Peter Eötvös has become one of the most prolific contemporary opera composers. Senza Sangue, introduced to the UK in a concert performance by the BBC Symphony Orchestra conducted by Simone Young, is the Hungarian composer’s 12th opera, and the second to receive its UK premiere in the past year. But this raw one-acter, first performed two years ago, is very different from the slick, black comedy of The Golden Dragon, which Music Theatre Wales staged at the Buxton festival last summer.

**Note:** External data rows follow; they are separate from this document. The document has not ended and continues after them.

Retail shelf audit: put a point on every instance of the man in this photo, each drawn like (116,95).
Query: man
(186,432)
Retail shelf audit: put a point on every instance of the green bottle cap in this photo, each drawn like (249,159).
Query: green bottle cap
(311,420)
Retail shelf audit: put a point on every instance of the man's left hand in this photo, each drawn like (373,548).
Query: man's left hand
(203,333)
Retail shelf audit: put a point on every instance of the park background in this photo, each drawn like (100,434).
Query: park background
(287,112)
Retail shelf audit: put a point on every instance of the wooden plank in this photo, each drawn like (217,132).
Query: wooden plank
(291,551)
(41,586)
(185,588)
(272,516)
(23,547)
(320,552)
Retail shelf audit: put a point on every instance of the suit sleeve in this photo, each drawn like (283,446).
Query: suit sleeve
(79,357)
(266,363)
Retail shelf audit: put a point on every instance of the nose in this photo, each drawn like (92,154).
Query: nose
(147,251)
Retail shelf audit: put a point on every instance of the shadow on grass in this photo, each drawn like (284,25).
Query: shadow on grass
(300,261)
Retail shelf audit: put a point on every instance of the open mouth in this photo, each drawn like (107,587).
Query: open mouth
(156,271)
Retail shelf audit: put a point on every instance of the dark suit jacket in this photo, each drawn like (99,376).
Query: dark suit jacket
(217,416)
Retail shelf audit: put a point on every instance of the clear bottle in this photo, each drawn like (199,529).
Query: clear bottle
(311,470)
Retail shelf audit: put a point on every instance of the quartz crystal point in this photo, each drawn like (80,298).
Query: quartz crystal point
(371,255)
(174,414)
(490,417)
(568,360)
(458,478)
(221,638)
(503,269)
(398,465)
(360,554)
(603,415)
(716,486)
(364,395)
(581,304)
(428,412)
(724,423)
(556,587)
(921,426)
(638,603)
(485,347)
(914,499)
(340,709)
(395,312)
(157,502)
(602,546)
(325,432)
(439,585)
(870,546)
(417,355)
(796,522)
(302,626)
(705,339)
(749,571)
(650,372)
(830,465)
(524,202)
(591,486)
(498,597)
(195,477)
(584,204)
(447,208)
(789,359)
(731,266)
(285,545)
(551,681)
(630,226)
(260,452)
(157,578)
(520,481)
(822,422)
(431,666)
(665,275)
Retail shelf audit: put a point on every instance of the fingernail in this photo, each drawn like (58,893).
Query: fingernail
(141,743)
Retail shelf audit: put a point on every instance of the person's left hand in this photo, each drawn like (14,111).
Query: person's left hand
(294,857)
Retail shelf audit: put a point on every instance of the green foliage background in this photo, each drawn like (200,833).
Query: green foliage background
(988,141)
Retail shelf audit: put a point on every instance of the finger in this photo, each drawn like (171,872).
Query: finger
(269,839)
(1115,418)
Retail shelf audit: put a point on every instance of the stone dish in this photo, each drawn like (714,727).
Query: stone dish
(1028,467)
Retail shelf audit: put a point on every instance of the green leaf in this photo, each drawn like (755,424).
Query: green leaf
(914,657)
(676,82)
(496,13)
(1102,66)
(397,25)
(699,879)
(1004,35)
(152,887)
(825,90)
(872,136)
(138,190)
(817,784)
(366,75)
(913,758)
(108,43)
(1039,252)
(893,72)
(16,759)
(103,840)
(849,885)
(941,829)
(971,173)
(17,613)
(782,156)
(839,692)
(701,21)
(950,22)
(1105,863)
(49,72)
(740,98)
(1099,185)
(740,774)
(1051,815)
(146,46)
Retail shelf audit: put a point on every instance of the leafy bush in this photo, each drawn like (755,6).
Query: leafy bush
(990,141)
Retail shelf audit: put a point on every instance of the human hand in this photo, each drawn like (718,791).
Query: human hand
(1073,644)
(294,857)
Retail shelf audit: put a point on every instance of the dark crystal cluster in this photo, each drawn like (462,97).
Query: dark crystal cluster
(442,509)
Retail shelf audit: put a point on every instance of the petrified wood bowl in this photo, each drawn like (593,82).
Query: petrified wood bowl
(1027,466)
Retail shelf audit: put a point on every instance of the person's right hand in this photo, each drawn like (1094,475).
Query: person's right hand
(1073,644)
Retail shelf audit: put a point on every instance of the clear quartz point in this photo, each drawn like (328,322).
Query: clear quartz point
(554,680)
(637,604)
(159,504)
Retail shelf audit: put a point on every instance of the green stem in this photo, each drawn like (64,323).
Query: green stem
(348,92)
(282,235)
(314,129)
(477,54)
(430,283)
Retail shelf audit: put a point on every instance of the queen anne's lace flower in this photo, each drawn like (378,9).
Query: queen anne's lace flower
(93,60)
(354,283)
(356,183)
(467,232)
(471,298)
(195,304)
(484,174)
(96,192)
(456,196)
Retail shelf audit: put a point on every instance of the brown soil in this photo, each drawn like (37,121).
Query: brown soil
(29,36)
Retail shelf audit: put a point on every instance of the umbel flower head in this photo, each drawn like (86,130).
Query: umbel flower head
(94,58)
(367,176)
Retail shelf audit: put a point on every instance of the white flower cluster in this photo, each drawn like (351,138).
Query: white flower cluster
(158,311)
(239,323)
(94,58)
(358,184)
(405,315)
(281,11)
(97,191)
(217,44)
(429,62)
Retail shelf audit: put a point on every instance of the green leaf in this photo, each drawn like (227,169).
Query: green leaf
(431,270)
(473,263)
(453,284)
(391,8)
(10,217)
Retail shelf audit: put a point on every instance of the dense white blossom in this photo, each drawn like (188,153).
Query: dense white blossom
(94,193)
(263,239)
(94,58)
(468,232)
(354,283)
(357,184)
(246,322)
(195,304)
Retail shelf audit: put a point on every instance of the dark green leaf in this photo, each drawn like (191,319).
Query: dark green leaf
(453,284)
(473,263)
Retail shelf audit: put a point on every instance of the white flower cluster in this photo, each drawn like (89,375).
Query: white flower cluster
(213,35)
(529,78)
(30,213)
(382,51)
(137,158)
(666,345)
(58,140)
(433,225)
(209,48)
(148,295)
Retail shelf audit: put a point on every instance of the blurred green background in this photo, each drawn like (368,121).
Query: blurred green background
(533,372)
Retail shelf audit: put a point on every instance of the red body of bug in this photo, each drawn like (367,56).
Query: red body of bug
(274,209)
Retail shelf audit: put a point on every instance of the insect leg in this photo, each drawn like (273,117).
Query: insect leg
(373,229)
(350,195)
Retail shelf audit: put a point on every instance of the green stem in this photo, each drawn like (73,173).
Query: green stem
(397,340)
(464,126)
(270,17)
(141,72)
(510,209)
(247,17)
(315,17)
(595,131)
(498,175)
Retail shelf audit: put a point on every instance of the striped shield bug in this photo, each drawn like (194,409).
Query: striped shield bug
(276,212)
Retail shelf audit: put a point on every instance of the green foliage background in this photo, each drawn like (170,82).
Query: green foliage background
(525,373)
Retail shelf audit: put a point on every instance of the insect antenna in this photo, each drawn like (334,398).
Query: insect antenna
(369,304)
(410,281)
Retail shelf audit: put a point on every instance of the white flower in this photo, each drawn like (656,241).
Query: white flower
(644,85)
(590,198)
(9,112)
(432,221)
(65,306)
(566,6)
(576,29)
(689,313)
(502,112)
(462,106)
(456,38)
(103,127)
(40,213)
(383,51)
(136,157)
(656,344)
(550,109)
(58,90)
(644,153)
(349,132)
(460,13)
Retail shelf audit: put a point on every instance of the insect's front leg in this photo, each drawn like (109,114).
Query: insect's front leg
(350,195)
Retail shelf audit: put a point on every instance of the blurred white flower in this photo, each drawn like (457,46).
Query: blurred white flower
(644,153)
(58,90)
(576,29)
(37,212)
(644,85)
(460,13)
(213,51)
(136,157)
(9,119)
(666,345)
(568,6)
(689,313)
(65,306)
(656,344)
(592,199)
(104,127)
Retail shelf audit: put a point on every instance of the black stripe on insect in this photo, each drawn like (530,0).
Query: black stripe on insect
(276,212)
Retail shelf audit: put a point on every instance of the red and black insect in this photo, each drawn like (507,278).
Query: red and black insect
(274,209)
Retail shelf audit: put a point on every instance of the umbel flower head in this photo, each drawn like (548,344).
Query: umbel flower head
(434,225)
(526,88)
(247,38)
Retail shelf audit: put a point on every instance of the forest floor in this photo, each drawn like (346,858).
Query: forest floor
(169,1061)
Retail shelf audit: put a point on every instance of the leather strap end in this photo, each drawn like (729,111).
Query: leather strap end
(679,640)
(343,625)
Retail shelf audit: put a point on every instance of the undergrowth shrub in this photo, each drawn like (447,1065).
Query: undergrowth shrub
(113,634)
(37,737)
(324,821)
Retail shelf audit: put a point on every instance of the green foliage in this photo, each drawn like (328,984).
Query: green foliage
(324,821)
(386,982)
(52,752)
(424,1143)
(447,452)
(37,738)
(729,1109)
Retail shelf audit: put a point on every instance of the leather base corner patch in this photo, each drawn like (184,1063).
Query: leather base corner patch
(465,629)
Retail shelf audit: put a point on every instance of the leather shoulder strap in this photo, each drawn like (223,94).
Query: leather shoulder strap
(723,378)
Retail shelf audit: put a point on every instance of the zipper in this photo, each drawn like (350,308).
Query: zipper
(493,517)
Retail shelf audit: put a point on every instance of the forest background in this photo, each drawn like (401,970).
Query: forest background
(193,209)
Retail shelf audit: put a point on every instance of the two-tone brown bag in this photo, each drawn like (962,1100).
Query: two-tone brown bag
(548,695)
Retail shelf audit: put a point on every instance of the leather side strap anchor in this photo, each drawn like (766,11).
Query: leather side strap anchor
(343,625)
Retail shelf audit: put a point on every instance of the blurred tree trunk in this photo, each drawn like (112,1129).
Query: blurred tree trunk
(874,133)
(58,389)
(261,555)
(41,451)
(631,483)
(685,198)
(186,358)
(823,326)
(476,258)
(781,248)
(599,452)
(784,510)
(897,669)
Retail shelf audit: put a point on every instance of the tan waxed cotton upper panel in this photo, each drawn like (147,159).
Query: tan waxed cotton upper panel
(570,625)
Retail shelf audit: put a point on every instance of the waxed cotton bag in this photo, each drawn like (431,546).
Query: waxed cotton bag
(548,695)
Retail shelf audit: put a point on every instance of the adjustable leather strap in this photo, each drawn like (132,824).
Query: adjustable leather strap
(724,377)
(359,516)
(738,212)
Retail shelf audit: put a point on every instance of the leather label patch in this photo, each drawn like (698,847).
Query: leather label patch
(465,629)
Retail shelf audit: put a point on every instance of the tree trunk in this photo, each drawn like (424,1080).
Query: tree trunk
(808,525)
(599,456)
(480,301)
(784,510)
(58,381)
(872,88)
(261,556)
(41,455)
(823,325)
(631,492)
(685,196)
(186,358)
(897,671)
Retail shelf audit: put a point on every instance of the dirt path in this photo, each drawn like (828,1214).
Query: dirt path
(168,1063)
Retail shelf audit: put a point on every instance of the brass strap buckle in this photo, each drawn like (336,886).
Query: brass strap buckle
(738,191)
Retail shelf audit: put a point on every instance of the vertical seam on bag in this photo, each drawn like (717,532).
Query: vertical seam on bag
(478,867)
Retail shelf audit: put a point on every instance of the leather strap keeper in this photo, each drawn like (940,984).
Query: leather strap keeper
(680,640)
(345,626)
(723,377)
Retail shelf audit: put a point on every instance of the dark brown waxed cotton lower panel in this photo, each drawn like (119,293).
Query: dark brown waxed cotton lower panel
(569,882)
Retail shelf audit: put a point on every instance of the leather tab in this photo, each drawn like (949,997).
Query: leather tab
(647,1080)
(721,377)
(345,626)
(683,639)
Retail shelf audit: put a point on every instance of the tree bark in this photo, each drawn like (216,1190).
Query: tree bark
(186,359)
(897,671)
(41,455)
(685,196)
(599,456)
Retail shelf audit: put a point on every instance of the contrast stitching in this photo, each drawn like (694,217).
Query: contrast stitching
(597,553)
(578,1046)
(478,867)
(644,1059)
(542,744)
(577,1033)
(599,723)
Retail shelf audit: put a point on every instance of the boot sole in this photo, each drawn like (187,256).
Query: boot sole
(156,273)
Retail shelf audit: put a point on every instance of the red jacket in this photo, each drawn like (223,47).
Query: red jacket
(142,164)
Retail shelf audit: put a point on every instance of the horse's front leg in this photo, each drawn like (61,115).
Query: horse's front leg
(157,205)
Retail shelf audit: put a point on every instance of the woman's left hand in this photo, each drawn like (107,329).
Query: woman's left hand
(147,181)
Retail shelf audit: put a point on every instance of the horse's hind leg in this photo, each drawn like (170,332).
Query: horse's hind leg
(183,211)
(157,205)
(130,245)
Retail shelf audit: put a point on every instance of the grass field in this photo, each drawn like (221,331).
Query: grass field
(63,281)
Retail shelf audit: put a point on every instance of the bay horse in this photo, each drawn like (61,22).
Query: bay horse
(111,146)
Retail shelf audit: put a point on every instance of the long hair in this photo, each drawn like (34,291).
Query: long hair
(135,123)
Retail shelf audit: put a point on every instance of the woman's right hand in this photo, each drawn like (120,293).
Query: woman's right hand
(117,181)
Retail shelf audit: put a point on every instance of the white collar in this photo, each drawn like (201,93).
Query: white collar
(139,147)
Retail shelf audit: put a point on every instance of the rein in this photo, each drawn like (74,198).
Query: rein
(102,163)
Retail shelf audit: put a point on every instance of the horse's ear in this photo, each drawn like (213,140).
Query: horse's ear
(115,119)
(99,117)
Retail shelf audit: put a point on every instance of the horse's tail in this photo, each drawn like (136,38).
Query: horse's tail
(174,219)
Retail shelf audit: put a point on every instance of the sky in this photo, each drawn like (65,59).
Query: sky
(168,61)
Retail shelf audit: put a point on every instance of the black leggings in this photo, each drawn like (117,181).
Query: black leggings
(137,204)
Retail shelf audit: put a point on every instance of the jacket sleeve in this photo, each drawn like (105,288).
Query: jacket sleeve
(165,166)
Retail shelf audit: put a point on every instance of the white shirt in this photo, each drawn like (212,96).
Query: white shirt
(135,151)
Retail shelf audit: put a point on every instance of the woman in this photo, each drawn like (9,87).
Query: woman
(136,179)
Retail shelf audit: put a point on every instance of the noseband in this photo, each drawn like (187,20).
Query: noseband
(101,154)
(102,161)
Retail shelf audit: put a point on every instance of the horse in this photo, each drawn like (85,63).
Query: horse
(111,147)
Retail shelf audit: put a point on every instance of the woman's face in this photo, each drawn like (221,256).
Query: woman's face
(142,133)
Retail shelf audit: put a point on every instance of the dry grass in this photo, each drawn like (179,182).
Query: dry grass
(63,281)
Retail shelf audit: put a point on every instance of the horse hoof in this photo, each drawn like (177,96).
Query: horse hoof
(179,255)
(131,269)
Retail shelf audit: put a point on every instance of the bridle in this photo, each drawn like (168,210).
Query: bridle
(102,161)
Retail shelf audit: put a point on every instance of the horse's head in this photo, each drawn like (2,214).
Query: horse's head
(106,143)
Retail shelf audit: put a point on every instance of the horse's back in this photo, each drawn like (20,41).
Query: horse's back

With a libretto based on the novel of the same name by Alessandro Baricco, Senza Sangue (Without Blood) was conceived as a prelude to Bartók’s Bluebeard’s Castle. Eötvös’s piece also has two protagonists and uses more or less the same large orchestra, makes a few thematic connections and echoes some of its symmetries. A Woman tracks down the Man who, in an unnamed war half a century earlier, had killed her father but spared her life. They relive the murder and flesh out the details of their subsequent lives.
Here the protagonists were mezzo Albane Carrère, detached if perhaps a little too restrained, and the more histrionic baritone Russell Braun. Apart from one extended lyrical monologue for the Woman, much of the vocal writing seems almost expressively neutral, leaving the orchestra to articulate the drama, and have the first and last word. It’s hard to imagine how it would work as the intended upbeat to Bluebeard, and here Young preceded it with less daunting Bartók, the Concerto for Orchestra, played with the same urgency and panache she and the BBCSO then brought to the opera.